In today’s marketing environment, dad-bashing seems to be on the wane. In fact, inspiring and refreshingly positive television ads have recently managed to gain popularity while avoiding this pitfall. I applaud Dove, Nissan and Toyota for having the courage to step away from the norm and, in doing so, not only bring men into the mainstream picture of the modern American parent, but also for doing so in a way that is perhaps more innovative than anything else: championing one gender without attacking, alienating or poking fun at the other gender.
Toyota has done a terrific job of bridging the strong bond between fathers and daughters. In the company’s latest ad, Toyota depicts the various stages of a daughter’s life where her dad is there to console, protect, guide and eventually, set out into the world with tears in his eyes. The message of the ad is to make bold choices – what better term to describe what any parent would want for his or her child, in particular a daughter?
In a seeming balance to Toyota, Nissan focused on the relationship between a father and his son. Perhaps too stereotypically, the father here is depicted as the absent father, a race car driver in this instance, and the son looking on, wanting to be just like his father. Of course, the soundtrack to this commercial is none other than “Cats In The Cradle,” but thankfully, the father realizes before it’s too late that his son needs to physically see him and know that their relationship is more important than any job.
Dove has arguably the most moving, yet simple ad: clip after clip of young and adult children calling for “Dad” or “Daddy” at various stages of their lives. From the toddler needing help to the adult calling his father with the wonderful news of a pregnancy, the commercial ends with a simple question and answer: “What makes a man stronger? Showing that he cares.”
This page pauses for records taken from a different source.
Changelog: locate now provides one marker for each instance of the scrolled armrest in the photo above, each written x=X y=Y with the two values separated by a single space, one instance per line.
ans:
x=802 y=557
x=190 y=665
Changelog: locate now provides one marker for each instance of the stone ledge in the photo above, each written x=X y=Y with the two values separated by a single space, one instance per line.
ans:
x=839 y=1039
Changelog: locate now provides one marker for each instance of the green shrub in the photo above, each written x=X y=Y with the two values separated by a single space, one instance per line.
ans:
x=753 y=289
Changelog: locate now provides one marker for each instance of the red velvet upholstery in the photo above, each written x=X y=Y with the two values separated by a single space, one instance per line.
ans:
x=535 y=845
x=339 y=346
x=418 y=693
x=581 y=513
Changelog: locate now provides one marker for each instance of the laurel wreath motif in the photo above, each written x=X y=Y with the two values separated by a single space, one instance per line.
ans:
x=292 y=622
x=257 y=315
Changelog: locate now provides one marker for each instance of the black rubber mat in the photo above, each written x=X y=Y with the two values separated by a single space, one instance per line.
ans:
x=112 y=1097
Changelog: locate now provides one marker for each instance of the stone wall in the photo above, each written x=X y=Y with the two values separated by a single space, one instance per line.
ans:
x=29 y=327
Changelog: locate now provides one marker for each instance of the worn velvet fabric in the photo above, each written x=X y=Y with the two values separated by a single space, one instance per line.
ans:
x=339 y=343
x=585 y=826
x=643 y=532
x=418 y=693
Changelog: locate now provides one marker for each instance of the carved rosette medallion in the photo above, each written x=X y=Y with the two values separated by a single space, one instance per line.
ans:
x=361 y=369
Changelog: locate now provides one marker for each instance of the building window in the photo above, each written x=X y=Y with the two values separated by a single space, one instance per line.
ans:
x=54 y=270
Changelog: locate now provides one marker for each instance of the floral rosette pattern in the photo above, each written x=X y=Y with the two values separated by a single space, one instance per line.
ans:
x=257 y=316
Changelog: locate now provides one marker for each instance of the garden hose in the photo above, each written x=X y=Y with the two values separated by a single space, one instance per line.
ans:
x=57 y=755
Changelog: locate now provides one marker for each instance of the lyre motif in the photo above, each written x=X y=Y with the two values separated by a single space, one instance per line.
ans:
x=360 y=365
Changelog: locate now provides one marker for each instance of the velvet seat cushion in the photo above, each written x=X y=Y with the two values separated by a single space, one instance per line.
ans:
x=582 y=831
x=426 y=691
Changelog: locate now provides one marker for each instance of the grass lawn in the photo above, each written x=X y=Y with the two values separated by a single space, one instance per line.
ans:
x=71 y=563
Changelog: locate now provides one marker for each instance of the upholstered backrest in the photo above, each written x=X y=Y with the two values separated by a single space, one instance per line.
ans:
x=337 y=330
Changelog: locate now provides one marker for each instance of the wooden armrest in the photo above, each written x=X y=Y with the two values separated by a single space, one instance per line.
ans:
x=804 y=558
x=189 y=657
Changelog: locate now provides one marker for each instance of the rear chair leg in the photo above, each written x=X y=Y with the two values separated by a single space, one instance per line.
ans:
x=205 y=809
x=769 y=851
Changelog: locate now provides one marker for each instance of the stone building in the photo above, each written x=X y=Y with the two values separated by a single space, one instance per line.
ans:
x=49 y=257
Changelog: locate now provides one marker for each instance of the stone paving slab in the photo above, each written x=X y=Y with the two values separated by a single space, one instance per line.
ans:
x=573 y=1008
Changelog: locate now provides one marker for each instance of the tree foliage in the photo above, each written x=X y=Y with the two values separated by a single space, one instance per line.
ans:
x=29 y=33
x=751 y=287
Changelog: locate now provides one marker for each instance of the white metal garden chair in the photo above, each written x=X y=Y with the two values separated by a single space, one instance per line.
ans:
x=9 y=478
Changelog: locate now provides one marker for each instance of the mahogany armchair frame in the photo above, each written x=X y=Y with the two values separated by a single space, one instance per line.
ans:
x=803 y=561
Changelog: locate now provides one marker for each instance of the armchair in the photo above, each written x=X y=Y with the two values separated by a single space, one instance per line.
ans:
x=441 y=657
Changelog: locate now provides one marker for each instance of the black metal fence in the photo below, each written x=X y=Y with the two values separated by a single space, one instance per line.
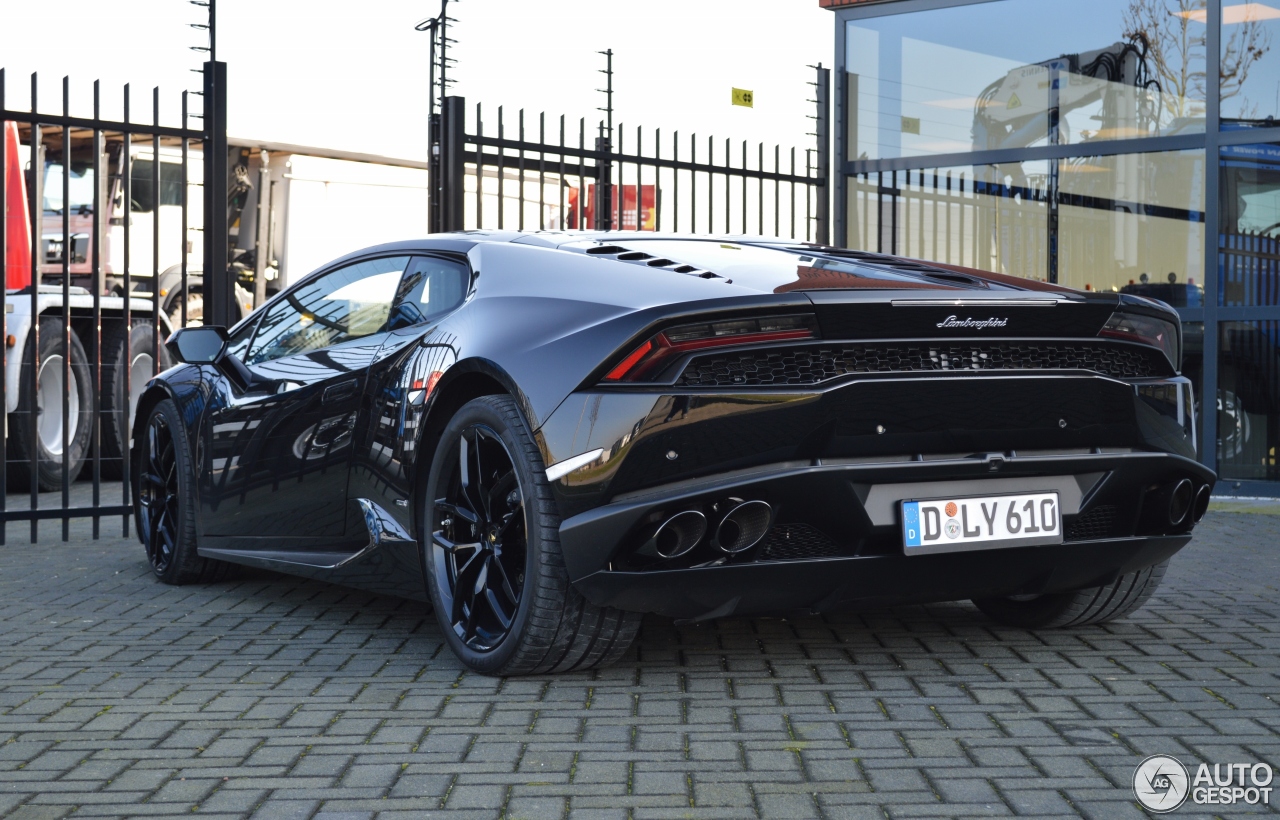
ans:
x=524 y=173
x=108 y=204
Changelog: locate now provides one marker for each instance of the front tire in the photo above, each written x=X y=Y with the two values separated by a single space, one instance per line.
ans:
x=1079 y=608
x=492 y=553
x=164 y=493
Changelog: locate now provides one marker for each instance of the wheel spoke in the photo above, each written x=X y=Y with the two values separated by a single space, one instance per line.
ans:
x=455 y=509
x=478 y=479
x=465 y=476
x=508 y=523
x=449 y=546
x=497 y=609
x=498 y=569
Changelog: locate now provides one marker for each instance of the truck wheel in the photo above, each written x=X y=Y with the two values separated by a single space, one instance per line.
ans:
x=494 y=567
x=164 y=491
x=126 y=371
x=41 y=416
x=1079 y=608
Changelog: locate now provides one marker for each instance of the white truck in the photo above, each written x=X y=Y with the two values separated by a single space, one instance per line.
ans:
x=124 y=343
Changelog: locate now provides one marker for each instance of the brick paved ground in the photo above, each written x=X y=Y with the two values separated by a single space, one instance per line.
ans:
x=280 y=697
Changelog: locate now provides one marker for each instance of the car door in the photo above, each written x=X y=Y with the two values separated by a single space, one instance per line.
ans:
x=277 y=467
x=414 y=356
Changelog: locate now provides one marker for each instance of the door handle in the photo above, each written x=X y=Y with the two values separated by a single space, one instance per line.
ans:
x=341 y=390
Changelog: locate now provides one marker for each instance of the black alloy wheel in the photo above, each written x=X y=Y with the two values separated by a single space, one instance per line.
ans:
x=479 y=544
x=492 y=553
x=164 y=482
x=158 y=495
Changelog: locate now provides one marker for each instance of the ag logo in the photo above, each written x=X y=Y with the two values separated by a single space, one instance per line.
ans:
x=1161 y=783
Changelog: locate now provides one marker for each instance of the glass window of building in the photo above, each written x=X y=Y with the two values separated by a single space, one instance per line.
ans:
x=1249 y=78
x=1248 y=401
x=1129 y=223
x=1249 y=214
x=1019 y=73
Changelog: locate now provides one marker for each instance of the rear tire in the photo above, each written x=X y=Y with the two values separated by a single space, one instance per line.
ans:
x=41 y=415
x=164 y=493
x=496 y=575
x=126 y=371
x=1079 y=608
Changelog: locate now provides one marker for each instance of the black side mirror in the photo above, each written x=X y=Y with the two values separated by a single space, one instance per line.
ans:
x=197 y=346
x=206 y=344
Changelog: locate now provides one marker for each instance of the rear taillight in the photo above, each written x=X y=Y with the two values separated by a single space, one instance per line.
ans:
x=1147 y=330
x=649 y=357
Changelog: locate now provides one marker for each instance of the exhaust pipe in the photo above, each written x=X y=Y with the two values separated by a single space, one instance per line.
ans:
x=1180 y=500
x=680 y=534
x=744 y=526
x=1201 y=505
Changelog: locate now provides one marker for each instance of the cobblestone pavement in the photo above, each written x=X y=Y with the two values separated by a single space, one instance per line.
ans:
x=278 y=697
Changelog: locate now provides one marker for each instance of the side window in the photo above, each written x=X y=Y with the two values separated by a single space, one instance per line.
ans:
x=346 y=303
x=433 y=288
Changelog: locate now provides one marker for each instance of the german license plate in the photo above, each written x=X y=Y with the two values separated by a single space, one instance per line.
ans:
x=988 y=522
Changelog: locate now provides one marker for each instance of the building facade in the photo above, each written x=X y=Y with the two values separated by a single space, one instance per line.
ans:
x=1107 y=145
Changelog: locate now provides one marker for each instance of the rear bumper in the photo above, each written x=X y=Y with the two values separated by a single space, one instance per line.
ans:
x=874 y=580
x=1111 y=507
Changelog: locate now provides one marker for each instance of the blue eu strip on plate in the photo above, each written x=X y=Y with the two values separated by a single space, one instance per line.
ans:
x=912 y=523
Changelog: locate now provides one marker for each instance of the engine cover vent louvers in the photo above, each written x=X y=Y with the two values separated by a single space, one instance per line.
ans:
x=814 y=363
x=640 y=257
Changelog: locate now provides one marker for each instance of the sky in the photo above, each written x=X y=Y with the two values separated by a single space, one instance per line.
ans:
x=352 y=76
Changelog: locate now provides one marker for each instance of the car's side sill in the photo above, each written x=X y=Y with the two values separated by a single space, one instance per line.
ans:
x=383 y=528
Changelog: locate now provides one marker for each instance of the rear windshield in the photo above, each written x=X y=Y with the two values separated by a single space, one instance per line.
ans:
x=775 y=269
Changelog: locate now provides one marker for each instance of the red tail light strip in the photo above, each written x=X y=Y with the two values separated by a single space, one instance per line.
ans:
x=654 y=352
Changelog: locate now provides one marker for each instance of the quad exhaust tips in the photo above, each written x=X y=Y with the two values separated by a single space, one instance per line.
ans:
x=744 y=526
x=680 y=534
x=1180 y=500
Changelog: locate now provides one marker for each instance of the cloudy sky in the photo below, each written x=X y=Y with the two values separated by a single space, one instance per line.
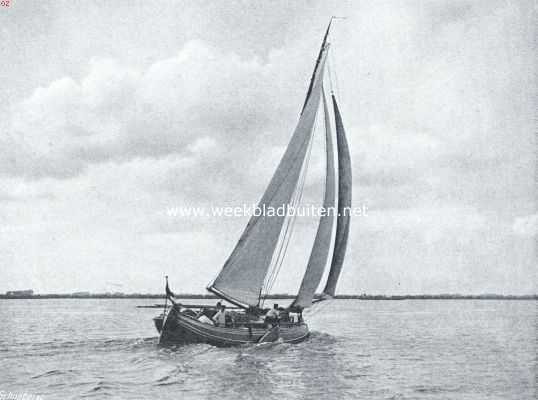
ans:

So why do these ads matter? Why are they so special? Here again, the answer is simple: because they have been a rarity. Because they champion the roles dads play in the lives of children, both boys and girls, without denigrating the crucial and complementary role mothers play in those same children’s lives. This spirit of gender equality is one to celebrate and emulate.
Compare these ads to a 30-second spot for Oscar-Mayer hotdogs that aired in 2012, and which we panned at the time HERE. As we wrote then, “And here’s an advance warning: the Dad is everything you have come to expect from television dads: infantile, inept, narcissistic, befuddled, sloppy and balding, stupid, insecure, and timidly subservient to his wife.”
In fact, the path these three companies have forged serves as a marketing model for others and reminds parents everywhere that they are parents first, united by the love for their children and made stronger by a mutual appreciation of their unique strengths and differences.